Non ha provocato danni a nessuno e una punizione di sofferenza o la morte sembra essere severa per non aver pregato a sufficienza. Per rispondere dobbiamo analizzare le aspettative della Torà per un Ebreo. Esistono tre livelli generali di interazione con altre persone: Danneggiamento, aiuto e non fare nulla per loro, né di buono né di cattivo. Nella visione laica, il danneggiamento di qualcuno senza una ragione viene considerato negativamente, mentre l’aiuto a qualcuno viene considerato positivamente. Non fare nulla è considerato neutrale, né buono né cattivo. La Torà sostiene che aiutare qualcuno è bene, danneggiare qualcuno è male. Cosa dice la Torà sul non fare nulla? La Ghemarà in Bava Metzia discute il divieto di ‘tzaar baalei chaim’, causare dolore agli animali. La fonte di questo divieto si impara dall’obbligo di aiutare a scaricare un asino che soffre a causa di un carico pesante sulla schiena. Questa fonte è in forse sorprendente, in genere si pensa che la sofferenza sia causata dal colpire un animale o tirare le gambe di un ragno. Limitarsi ad astenersi dall’aiutare un animale non sembrerebbe essere tzaar baalei chaim. Agli occhi della Gemarà astenersi dall’aiutare un animale in difficoltà è un chiaro caso di tzaar baalei chaim – non è diverso dal causare attivamente dolore ad un animale. Pertanto, è evidente che la visione della Torà di un atteggiamento “neutro” è come un atto di crudeltà ed appartiene alla stessa categoria del fare danni. Questo è applicabile anche al rapporto tra gli uomini. La Torà ci comanda: “Non sopportare il sangue dei tuoi simili”. Se si vede un Ebreo in pericolo si è obbligati a cercare di salvarlo. Questa Mitzwà vale anche per aiutare qualcuno in necessità finanziarie. La Torah ci obbliga a preoccuparci della proprietà perduta degli altri e di sforzarsi a restituirla al legittimo proprietario. Non si può semplicemente ignorare la sofferenza degli altri, farlo è considerato negligente e contraddice totalmente i principi della Torà.

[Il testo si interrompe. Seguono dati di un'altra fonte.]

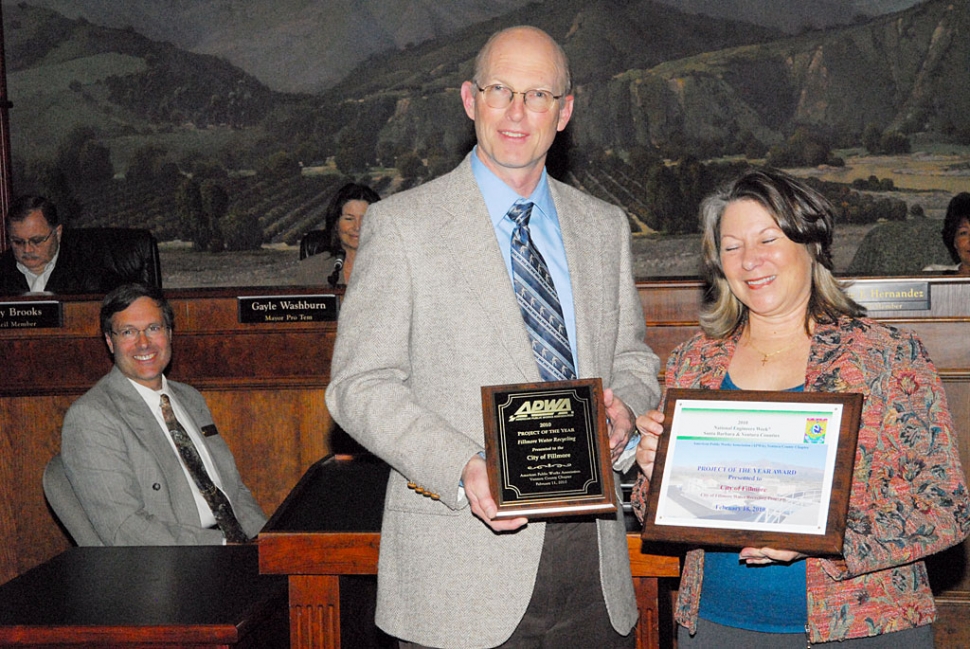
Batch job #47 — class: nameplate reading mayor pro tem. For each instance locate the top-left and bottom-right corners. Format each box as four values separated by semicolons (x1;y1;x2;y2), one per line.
238;295;337;324
482;379;616;518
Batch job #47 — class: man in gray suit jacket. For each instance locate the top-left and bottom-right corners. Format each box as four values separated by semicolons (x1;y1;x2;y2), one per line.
61;284;266;545
327;27;660;648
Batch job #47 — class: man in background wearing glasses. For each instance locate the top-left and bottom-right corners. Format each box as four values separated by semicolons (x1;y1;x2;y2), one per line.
326;27;660;649
0;196;65;295
0;195;124;296
61;284;266;546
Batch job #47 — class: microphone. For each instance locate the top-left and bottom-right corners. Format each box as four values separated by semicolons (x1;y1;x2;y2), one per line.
327;251;347;288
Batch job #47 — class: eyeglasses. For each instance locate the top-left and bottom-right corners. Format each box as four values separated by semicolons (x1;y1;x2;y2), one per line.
111;323;168;343
475;83;562;113
10;228;57;248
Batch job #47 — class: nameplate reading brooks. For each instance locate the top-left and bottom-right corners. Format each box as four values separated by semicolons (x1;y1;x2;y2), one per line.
482;379;616;518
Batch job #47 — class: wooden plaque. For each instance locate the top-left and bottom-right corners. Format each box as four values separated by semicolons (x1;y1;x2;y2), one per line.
482;378;617;518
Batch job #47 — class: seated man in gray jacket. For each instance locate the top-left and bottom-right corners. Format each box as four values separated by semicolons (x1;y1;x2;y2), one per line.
61;284;266;545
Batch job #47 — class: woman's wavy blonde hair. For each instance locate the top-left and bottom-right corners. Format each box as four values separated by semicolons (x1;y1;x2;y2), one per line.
700;168;865;338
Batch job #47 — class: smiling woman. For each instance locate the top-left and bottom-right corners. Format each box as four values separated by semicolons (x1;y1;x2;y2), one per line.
633;169;970;649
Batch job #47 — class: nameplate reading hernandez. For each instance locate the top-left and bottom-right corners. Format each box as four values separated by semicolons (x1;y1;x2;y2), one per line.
482;379;616;518
238;295;337;324
0;301;63;329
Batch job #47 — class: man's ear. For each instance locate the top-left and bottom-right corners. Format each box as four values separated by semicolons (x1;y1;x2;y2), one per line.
461;81;478;121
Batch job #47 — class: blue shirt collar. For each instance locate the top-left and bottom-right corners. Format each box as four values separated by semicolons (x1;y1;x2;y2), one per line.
471;145;559;226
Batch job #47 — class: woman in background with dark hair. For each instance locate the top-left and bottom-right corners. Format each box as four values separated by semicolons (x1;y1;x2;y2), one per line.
296;183;381;286
942;192;970;277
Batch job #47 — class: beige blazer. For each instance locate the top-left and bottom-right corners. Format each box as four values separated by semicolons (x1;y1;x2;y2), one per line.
326;154;660;647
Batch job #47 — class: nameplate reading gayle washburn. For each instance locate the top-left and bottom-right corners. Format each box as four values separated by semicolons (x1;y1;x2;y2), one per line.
0;301;64;329
238;295;337;324
482;379;616;518
846;280;930;311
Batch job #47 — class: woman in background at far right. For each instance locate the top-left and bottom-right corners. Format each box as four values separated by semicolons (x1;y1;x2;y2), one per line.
296;183;381;287
943;192;970;277
632;169;970;649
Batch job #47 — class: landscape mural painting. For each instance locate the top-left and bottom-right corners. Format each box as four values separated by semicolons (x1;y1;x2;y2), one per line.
2;0;970;288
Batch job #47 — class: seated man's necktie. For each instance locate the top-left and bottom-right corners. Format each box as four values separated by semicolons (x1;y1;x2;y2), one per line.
508;197;576;381
161;394;249;543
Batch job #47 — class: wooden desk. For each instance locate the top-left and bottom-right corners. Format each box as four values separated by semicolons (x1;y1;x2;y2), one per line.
258;455;680;649
0;545;289;649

Ora possiamo capire perché la Torà è così severa col Kohen Gadol che non ha fatto uno sforzo sufficiente per prevenire il verificarsi di un disastro: il suo fallimento è considerato un peccato grave. Questa lezione non è limitata al Kohen Gadol, si applica a tutti al proprio livello. La vita è piena di opportunità per aiutare attivamente le persone bisognose. Il compito di essere veramente “gentile” secondo la visione della Torà richiede costante attenzione e sforzo. Questo sforzo per l’attenzione verso il prossimo è un atteggiamento che deve guidare tutti noi, in qualsiasi posto e in qualsiasi posizione ci troviamo, per riuscire a creare una società giusta ed equa, una società, in ultima analisi, che potrà arrivare ad essere anche scevra da inutili tensioni.